Part 25 (2/2)
”No; he is quite alone,” she answered.
Colden at once took on height, arrogance, and formidableness.
”Then why have not your servants made him a prisoner?” he asked.
”Why,” said she, ”you being mentioned to-night, in his presence, he made some kind of boast of not fearing you, and I, divining how soon you would be here, thought fit his freedom with your name should best be paid for at _your_ hands, major.”
”Ay, major,” put in Peyton, ”and I have stayed to receive payment!”
Colden thought for a short while. Then he said, ”A moment, Elizabeth.
Your pardon, Miss Williams,” and drew Elizabeth aside, and spoke to her in a low tone: ”We have only to temporize with him. Two of my men have attended me from my quarters. I had a better horse, and rode ahead, in my eagerness to see you. My two fellows will be here soon, and the business will be done.”
But such doing of the business did not suit Elizabeth's purpose. ”I wish to humiliate the man,” she answered Colden, inaudibly to the others; ”to take down his upstart pride! 'Twould be no shame to him, to be made prisoner by numbers.”
”What, then?” asked Colden, dubiously.
”Bring down the c.o.xcomb, before us women, in an even match!”
To prevent objections, she then abruptly went from Colden, and resumed her place at her aunt's side.
Colden stood frowning, not half pleased at her hint. It occurred to him, as it did not to her, that the mere allegiance and favoring wishes of herself were not sufficient possessions to ensure victory in such a match as she meant. Elizabeth, accustomed to success, did not conceive it possible that the chosen agent of her own designs could fail. But the chosen agent had, in this case, wider powers of conception.
All this time, Captain Peyton had stood as motionless as a figure in a painting. He now interrupted Colden's meditations with the gentle reminder:
”I am waiting for my payment, Major Colden.”
Colden was not a man of much originality. So, in his instinctive endeavor to gain time, he bungled out the conventional reply, ”You wish to seek a quarrel with me, sir?”

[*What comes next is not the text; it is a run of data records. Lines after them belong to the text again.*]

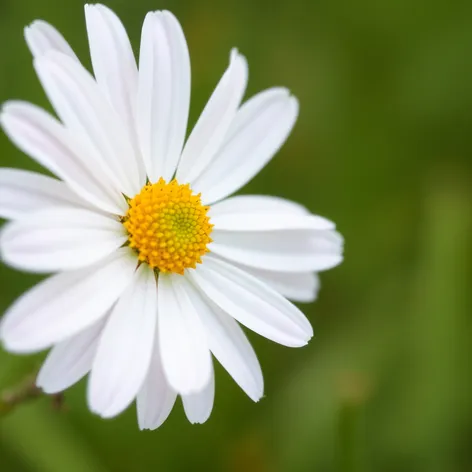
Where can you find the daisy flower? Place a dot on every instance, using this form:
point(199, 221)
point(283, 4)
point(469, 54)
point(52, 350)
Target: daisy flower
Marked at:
point(154, 264)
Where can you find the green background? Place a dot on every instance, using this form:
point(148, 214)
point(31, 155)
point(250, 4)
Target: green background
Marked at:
point(383, 147)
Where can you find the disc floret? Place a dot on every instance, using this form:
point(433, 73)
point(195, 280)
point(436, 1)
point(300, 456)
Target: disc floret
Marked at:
point(168, 226)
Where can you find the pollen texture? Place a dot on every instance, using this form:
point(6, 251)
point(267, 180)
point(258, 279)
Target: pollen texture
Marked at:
point(168, 226)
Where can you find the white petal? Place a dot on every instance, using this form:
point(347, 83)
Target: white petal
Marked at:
point(58, 239)
point(229, 344)
point(209, 133)
point(125, 348)
point(65, 304)
point(42, 137)
point(155, 399)
point(257, 204)
point(23, 192)
point(84, 110)
point(296, 286)
point(42, 37)
point(258, 212)
point(280, 251)
point(115, 68)
point(260, 128)
point(198, 406)
point(252, 303)
point(164, 93)
point(70, 360)
point(182, 339)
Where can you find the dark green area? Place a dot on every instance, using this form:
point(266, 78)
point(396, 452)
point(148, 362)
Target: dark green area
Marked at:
point(383, 146)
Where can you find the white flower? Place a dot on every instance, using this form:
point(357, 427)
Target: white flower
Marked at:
point(151, 276)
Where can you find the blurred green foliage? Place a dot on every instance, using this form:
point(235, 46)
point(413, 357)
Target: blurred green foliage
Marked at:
point(383, 146)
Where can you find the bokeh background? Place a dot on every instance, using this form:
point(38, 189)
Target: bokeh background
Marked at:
point(383, 146)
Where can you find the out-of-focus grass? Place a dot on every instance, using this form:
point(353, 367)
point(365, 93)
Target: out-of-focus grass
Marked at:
point(383, 146)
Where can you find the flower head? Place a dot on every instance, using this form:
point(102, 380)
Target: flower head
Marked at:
point(154, 263)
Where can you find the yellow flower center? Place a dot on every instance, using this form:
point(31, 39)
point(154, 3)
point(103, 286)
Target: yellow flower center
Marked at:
point(168, 226)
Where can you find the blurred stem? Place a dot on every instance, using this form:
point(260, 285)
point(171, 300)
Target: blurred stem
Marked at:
point(350, 443)
point(24, 392)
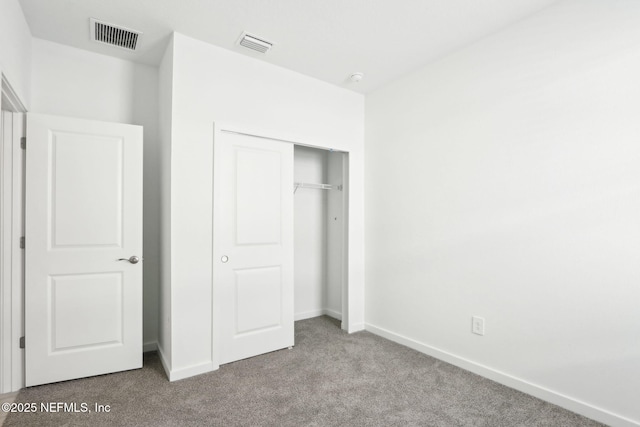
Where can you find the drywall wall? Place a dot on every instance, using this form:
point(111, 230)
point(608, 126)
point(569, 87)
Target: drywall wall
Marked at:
point(310, 233)
point(165, 105)
point(210, 85)
point(71, 82)
point(503, 182)
point(15, 49)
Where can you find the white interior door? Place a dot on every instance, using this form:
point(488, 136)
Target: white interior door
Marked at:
point(83, 305)
point(253, 244)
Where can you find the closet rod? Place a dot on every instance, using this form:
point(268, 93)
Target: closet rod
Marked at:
point(297, 185)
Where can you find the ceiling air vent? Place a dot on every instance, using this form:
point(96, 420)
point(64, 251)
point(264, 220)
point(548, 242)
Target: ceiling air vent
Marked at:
point(254, 43)
point(114, 35)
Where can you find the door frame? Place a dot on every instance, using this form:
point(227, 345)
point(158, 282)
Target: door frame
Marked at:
point(11, 229)
point(220, 128)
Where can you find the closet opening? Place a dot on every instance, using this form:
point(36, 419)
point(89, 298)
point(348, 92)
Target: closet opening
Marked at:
point(320, 233)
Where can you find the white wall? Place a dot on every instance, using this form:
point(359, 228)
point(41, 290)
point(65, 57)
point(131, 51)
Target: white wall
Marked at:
point(212, 84)
point(503, 181)
point(72, 82)
point(310, 233)
point(165, 105)
point(15, 49)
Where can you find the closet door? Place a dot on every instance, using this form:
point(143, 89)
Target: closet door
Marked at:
point(253, 245)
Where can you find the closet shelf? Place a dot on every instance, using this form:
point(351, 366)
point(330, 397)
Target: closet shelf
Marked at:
point(297, 185)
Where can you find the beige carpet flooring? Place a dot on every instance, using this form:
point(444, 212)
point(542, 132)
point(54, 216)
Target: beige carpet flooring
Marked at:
point(329, 378)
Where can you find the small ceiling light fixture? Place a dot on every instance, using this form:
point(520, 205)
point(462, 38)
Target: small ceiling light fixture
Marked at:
point(356, 77)
point(254, 43)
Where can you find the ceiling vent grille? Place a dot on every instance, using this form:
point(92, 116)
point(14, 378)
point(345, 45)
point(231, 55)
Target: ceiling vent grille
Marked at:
point(254, 43)
point(114, 35)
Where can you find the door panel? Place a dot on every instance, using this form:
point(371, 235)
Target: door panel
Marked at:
point(253, 245)
point(83, 305)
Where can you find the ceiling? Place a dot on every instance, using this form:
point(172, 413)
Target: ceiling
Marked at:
point(325, 39)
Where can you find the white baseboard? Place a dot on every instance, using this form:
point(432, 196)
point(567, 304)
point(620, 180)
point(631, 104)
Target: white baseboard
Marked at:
point(186, 372)
point(317, 313)
point(524, 386)
point(357, 327)
point(165, 363)
point(150, 346)
point(332, 313)
point(308, 314)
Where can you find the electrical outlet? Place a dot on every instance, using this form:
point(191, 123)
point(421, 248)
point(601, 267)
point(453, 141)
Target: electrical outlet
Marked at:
point(477, 325)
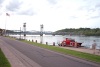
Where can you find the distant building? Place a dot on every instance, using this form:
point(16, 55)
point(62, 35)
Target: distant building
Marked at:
point(2, 32)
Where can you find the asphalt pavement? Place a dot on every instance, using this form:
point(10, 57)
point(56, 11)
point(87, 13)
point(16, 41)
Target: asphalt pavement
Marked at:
point(26, 55)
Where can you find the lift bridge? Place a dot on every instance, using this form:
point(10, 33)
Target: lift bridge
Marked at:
point(18, 32)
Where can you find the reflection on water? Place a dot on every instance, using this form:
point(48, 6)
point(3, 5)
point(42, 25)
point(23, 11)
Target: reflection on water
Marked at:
point(86, 40)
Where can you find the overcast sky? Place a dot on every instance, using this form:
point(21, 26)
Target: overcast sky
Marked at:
point(53, 14)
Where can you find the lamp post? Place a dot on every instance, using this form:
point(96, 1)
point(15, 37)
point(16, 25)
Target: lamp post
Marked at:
point(41, 33)
point(24, 27)
point(20, 32)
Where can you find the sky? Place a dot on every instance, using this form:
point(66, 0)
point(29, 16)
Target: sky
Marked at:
point(53, 14)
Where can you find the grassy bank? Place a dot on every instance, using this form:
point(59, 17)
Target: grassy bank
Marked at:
point(3, 60)
point(86, 56)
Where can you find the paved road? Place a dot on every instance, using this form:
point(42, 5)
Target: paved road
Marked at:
point(43, 57)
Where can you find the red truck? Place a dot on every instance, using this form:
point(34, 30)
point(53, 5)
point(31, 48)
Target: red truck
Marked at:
point(70, 42)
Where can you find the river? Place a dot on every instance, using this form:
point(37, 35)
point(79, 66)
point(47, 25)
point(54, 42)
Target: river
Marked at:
point(86, 41)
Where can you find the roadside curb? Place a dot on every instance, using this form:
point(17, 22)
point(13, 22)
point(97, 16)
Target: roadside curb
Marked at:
point(16, 58)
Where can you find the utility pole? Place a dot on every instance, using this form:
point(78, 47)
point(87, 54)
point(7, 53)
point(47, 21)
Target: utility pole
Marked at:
point(20, 32)
point(24, 27)
point(41, 33)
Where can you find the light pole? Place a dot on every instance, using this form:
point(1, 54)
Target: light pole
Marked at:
point(20, 32)
point(41, 33)
point(24, 27)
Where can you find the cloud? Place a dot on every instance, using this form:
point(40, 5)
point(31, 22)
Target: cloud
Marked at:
point(52, 1)
point(27, 12)
point(1, 1)
point(13, 5)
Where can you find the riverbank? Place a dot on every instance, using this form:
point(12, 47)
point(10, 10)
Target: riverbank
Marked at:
point(83, 49)
point(70, 52)
point(3, 60)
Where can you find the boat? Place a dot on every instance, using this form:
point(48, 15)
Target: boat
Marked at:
point(70, 43)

”Seek a quarrel?” retorted Peyton. ”Is not the quarrel here? Has not Miss Philipse spoken of an offence to your name, for which I ought to receive payment from you? Gad, she'd not have to speak twice to make _me_ draw!”
Colden continued to be as conventional as a virtuous hero of a novel.

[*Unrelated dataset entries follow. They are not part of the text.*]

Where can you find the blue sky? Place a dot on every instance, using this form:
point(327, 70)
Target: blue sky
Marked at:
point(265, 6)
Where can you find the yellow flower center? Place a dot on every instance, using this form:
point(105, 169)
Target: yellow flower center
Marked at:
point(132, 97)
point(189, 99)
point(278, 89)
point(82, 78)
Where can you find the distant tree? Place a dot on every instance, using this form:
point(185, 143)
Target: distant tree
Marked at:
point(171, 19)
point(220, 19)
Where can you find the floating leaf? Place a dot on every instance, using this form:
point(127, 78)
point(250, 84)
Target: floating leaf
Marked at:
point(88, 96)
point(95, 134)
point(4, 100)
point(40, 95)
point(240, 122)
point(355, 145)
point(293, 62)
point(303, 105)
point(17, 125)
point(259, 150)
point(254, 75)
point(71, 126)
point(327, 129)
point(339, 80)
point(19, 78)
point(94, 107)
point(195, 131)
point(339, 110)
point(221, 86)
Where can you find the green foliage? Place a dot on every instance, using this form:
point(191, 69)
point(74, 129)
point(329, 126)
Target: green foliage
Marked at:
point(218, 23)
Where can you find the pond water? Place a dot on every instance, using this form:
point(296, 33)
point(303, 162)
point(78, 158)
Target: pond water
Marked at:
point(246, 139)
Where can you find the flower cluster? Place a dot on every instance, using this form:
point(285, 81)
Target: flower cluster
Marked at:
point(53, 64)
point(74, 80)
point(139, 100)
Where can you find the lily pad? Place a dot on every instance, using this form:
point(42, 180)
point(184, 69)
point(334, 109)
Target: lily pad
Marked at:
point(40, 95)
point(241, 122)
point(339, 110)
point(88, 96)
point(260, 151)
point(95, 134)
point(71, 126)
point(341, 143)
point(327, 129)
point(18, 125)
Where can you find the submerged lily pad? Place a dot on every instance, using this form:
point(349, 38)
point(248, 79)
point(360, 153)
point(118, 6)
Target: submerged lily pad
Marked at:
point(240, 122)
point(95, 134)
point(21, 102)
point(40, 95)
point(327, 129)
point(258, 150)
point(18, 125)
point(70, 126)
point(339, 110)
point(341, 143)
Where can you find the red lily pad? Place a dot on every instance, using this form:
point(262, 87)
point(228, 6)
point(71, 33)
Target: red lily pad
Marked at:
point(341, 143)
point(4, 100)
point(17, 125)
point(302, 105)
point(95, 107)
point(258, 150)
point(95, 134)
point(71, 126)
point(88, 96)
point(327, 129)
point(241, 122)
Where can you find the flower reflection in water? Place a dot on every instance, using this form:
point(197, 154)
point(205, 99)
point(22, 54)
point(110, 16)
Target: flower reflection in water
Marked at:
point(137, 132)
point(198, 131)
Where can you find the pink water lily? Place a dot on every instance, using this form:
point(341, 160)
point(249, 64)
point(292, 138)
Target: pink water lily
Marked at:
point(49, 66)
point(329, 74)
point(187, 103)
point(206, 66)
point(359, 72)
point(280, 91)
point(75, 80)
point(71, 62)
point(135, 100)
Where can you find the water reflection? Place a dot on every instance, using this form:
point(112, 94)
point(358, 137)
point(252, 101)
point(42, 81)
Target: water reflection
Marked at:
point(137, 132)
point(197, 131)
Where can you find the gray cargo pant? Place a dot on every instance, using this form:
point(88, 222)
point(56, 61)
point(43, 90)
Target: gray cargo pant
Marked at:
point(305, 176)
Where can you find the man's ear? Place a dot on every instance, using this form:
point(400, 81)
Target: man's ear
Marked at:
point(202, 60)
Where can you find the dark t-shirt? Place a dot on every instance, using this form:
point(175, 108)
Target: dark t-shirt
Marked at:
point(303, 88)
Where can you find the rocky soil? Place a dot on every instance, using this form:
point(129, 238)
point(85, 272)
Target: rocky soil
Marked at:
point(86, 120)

”I do not fight in the presence of ladies, sir,” said he.
”Nor I,” said Peyton. ”Choose your own place, in the garden yonder.
With snow on the ground, there's light enough.”
And Harry went quickly, almost to the door, near which he stopped to give Colden precedence.
”Nay,” put in Elizabeth, ”we ladies can bear the sight of a sword-cut or two. Wait for us,” and she would have gone to send for wraps, but that Colden raised his hand in token of refusal, saying:
”Nay, Elizabeth. I will not consent.”
”Come, sir,” said Peyton. ”'Tis no use to oppose a lady's whim. But if you make haste, we may have it over before they can arrive on the ground.”
In handling his sword-hilt, Peyton had pulled the weapon a few inches out of the scabbard, and now, though he did not intend to draw while in the house, he unconsciously brought out the full length of what remained of the blade. For the time he had forgotten the sword was broken, and now he was reminded of it with some inward irritation.